ReadConfigFile to connect to PostgreSQL

from [3] database.ini

[postgresql]
host=dbhost
port=5432
database=dbname
user=dbuser
password=dbpass

config.py

from configparser import ConfigParser
def config(filename='database.ini', section='postgresql'):
   parser = ConfigParser()
   parser.read(filename)
   # get section, default to postgresql
   db = {}
   if parser.has_section(section):
       params = parser.items(section)
       for param in params:
           db[param[0]] = param[1]
   else:
       raise Exception(
           'Section {0} not found in the {1} file'.format(section, filename))
   return db

main.py

import psycopg2
from config import config 

def connect():
   """ Connect to the PostgreSQL database server """
   conn = None
   try:
       params = config() # read connection parameters
       print('Connecting to the PostgreSQL database...')
       conn = psycopg2.connect(**params)
       cur = conn.cursor() # create a cursor
       print('PostgreSQL database version:')
       cur.execute('SELECT version()')  # execute a statement
       db_version = cur.fetchone()
       print(db_version)
       cur.close()
   except (Exception, psycopg2.DatabaseError) as error:
       print(error)
   finally:
       if conn is not None:
           conn.close()
           print('Database connection closed.')

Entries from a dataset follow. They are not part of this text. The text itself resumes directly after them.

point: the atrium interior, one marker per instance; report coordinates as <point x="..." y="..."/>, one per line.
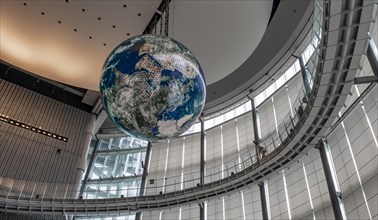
<point x="289" y="129"/>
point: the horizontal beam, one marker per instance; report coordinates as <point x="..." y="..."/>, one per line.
<point x="121" y="151"/>
<point x="365" y="79"/>
<point x="113" y="180"/>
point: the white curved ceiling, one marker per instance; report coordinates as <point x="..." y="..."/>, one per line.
<point x="68" y="40"/>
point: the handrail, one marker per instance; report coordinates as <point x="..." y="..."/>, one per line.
<point x="19" y="197"/>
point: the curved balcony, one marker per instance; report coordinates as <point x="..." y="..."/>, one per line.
<point x="335" y="63"/>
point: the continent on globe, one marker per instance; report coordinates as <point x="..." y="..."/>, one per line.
<point x="152" y="87"/>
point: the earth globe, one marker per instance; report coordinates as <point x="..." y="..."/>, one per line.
<point x="152" y="87"/>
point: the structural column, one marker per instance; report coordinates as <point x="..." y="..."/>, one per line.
<point x="372" y="55"/>
<point x="330" y="175"/>
<point x="256" y="129"/>
<point x="265" y="208"/>
<point x="263" y="185"/>
<point x="82" y="161"/>
<point x="202" y="168"/>
<point x="89" y="168"/>
<point x="146" y="166"/>
<point x="306" y="81"/>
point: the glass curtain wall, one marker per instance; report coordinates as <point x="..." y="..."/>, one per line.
<point x="117" y="168"/>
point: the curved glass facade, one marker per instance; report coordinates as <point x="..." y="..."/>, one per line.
<point x="124" y="168"/>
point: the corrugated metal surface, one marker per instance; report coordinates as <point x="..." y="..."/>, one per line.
<point x="30" y="156"/>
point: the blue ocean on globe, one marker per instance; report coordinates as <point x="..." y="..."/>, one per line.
<point x="152" y="87"/>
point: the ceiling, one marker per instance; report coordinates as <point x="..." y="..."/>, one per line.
<point x="69" y="40"/>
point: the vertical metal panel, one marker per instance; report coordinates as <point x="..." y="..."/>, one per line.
<point x="30" y="156"/>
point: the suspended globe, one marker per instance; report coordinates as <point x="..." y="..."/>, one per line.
<point x="152" y="87"/>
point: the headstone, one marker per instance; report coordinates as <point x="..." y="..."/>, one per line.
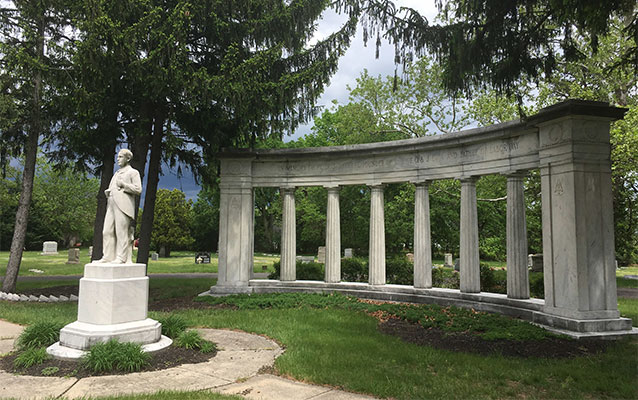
<point x="74" y="256"/>
<point x="203" y="257"/>
<point x="449" y="260"/>
<point x="536" y="262"/>
<point x="49" y="248"/>
<point x="321" y="255"/>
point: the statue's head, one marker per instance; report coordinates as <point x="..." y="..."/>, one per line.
<point x="124" y="157"/>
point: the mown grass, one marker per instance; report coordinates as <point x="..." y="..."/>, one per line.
<point x="332" y="345"/>
<point x="178" y="262"/>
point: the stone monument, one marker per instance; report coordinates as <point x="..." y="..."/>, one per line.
<point x="113" y="297"/>
<point x="49" y="248"/>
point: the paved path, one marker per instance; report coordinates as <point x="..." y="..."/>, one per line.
<point x="234" y="370"/>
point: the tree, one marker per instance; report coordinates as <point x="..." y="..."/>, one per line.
<point x="172" y="222"/>
<point x="31" y="32"/>
<point x="496" y="43"/>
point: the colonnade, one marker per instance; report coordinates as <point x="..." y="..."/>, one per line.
<point x="567" y="142"/>
<point x="517" y="270"/>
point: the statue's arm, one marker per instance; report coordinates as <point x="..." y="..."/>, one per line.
<point x="135" y="184"/>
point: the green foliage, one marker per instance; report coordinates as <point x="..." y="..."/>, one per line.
<point x="30" y="357"/>
<point x="172" y="325"/>
<point x="310" y="271"/>
<point x="399" y="270"/>
<point x="172" y="221"/>
<point x="446" y="278"/>
<point x="115" y="356"/>
<point x="354" y="270"/>
<point x="48" y="371"/>
<point x="40" y="334"/>
<point x="193" y="340"/>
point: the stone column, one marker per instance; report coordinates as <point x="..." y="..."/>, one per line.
<point x="333" y="237"/>
<point x="578" y="223"/>
<point x="469" y="252"/>
<point x="236" y="212"/>
<point x="422" y="241"/>
<point x="288" y="236"/>
<point x="517" y="273"/>
<point x="377" y="237"/>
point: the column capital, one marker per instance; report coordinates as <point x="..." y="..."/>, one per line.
<point x="421" y="182"/>
<point x="516" y="174"/>
<point x="469" y="179"/>
<point x="284" y="189"/>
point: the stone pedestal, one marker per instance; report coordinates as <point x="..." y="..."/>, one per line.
<point x="112" y="304"/>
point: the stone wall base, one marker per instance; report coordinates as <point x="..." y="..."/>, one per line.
<point x="531" y="310"/>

if __name__ == '__main__':
   connect()

PostgreSQL: export result to csv file

sql1 = "SELECT * FROM table"
sql2 = "COPY (" + sql1 + ") TO STDOUT WITH CSV HEADER DELIMITER '\t'"
        with open("out.csv", "w") as file:
            cursor.copy_expert(sql2, file)

Checking Operating System

import os
import sys
if os.name == 'posix':
  print ('posix/Unix/Linux')
elif os.name == 'nt':
  print ('windows')
else:
  print ('unknown os')
  sys.exit(1) # throws exception, use quit() to close / die silently

accessing os envrionment variables

import os
print(os.getenv('tmp'))

Logging

V2: File and STDOUT

import logging
# from [4]
# create logger
logger = logging.getLogger('myLogger')
logger.setLevel(logging.DEBUG)
# create file handler which logs even debug messages
fh = logging.FileHandler('mylog.log')
fh.setLevel(logging.DEBUG)
# create console handler with a higher log level
ch = logging.StreamHandler()
ch.setLevel(logging.INFO)
# create formatter and add it to the handlers
formatter = logging.Formatter('%(asctime)s - %(levelname)s - %(message)s')  # %(name)s = LoggerName, %(threadName)s = TreadName
fh.setFormatter(formatter)
ch.setFormatter(formatter)
# add the handlers to the logger
logger.addHandler(fh)
logger.addHandler(ch)  

logger.debug('DebugMe')
logger.info('Starting')
logger.warning('Attention')
logger.error('Something went wrong')
logger.critical('Something seriously went wrong')

V1: STDOUT

import logging
# Logging is nicer than print, as it can automatically add the threadname
logging.basicConfig(level=logging.DEBUG,
                    format='%(asctime)s %(levelname)s %(threadName)s: %(message)s',
                    )
logging.info('Starting')

Image/Picture/Photo Resize and Exif Modifying

from PIL import Image, ImageFilter  # pip install Pillow
import os, sys

fileIn = '2018-02-09 13.56.25.jpg'
# Read image
img = Image.open( fileIn )

Resize

# Resize keeping aspect ration -> img.thumbnail
# drops exif data, exif can be added from source file via exif= in save, see below
size = 1920, 1920
img.thumbnail(size, Image.ANTIALIAS)

Export file

fileOut = os.path.splitext(fileIn)[0] + "-edit.jpg"
try:
    img = Image.open(fileIn)
    img.save(fp=fileOut, format="JPEG", quality='keep')  # exif=dict_exif_bytes
    # JPEG Parameters
    # * qualitiy : 'keep' or 1 (worst) to 95 (best), default = 75. Values above 95 should be avoided.
    # * dpi : tuple of integers representing the pixel density, (x,y)
except IOError:
    print("cannot write file '%s'" % fileOut)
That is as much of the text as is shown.